Connection pooling is out of scope and higher level for this package (it gets complicated with SQLite, but for Postgres, it's in PostgresKit rather than PostgresNIO). And we need to clarify what we might by "you usually don't want to be async". From a simplistic point of view, it's definitely async because it's making a request to a service that doesn't return straight away and we can't block the current event loop.

Pooling is related to that, but only loosely. It just avoids the re-connect overhead.

With PG we are drifting off topic a little, because the original issue is the thread hopping when used w/ SQLite specifically (an issue you don't have w/ PG).

But unless an endpoint runs just super simple, non-transactional queries against PG, you'd want to bundle them up in a synchronous batch as well (and a very limited set, because PG connections are very expensive server side).
Stalling PG connections while you wait on other async input is significantly worse than even blocking the event loop :slight_smile: That's what I mean by "you usually don't want to be async".

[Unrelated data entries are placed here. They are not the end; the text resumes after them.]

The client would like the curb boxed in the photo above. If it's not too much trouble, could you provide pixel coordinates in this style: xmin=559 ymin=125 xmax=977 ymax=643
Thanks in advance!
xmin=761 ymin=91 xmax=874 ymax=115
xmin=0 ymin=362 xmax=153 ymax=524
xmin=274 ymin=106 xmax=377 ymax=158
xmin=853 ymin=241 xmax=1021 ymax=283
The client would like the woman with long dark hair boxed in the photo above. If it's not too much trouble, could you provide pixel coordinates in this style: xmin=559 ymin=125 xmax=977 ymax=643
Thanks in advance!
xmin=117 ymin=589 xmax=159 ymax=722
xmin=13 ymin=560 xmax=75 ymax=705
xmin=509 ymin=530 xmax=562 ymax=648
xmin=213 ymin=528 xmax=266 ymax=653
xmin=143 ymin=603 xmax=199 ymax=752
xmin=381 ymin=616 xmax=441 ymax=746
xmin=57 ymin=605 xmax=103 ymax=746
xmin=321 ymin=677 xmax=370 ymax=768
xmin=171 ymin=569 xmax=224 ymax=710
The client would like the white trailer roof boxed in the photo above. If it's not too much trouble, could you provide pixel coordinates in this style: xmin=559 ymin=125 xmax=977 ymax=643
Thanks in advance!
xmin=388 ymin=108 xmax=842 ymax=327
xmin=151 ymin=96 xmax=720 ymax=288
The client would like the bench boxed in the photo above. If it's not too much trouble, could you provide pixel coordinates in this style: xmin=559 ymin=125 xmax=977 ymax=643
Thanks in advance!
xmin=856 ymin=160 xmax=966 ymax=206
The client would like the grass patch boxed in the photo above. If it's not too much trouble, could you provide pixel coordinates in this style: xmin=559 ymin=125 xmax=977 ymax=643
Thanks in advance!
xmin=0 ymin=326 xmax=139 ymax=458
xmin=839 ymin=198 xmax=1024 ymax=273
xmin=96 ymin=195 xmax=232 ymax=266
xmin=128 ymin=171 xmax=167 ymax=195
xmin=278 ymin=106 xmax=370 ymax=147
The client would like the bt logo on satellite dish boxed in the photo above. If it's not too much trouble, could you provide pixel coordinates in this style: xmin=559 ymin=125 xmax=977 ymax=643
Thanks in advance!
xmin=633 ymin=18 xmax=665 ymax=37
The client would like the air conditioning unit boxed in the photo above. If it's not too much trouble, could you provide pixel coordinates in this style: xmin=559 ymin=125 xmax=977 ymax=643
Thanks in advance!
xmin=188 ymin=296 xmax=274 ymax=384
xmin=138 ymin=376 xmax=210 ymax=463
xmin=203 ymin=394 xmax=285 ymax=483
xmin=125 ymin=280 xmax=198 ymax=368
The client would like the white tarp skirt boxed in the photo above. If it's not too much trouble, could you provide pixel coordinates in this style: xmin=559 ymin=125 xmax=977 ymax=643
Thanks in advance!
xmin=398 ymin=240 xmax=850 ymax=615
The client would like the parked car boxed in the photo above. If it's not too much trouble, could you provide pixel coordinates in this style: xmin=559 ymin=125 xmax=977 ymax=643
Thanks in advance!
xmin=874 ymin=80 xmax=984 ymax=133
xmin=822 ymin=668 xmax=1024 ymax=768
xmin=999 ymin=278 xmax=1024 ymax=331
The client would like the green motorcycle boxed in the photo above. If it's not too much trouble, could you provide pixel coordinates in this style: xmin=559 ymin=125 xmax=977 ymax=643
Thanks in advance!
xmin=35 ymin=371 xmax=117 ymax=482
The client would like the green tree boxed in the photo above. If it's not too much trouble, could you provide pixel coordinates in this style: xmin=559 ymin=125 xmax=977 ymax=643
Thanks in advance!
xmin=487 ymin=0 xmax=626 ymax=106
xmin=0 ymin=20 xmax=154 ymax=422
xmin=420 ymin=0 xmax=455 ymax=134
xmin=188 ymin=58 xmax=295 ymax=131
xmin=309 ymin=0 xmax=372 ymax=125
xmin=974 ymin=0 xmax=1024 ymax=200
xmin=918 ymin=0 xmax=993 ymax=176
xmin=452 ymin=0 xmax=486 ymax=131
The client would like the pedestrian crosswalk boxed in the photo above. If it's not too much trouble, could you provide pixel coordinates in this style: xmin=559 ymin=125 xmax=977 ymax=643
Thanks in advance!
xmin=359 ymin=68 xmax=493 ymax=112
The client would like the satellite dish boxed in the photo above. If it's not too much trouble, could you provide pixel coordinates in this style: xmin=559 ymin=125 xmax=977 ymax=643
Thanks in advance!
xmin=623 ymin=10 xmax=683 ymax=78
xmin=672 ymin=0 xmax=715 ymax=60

E.g. you'd never want to do something like:

let con = async pg.grabConnection()
let info = async http.fetch("weather.org/abc")
sync con.insertInfo(info)

but rather sth like:

let info = async http.fetch("weather.org/abc")
pg.grabConnection.work { con in
  // synchronous code
}

Which brings us back to the SQLite thing, which needs the same "sync" setup for other reasons (so that the work block doesn't have to hop off the bg thread).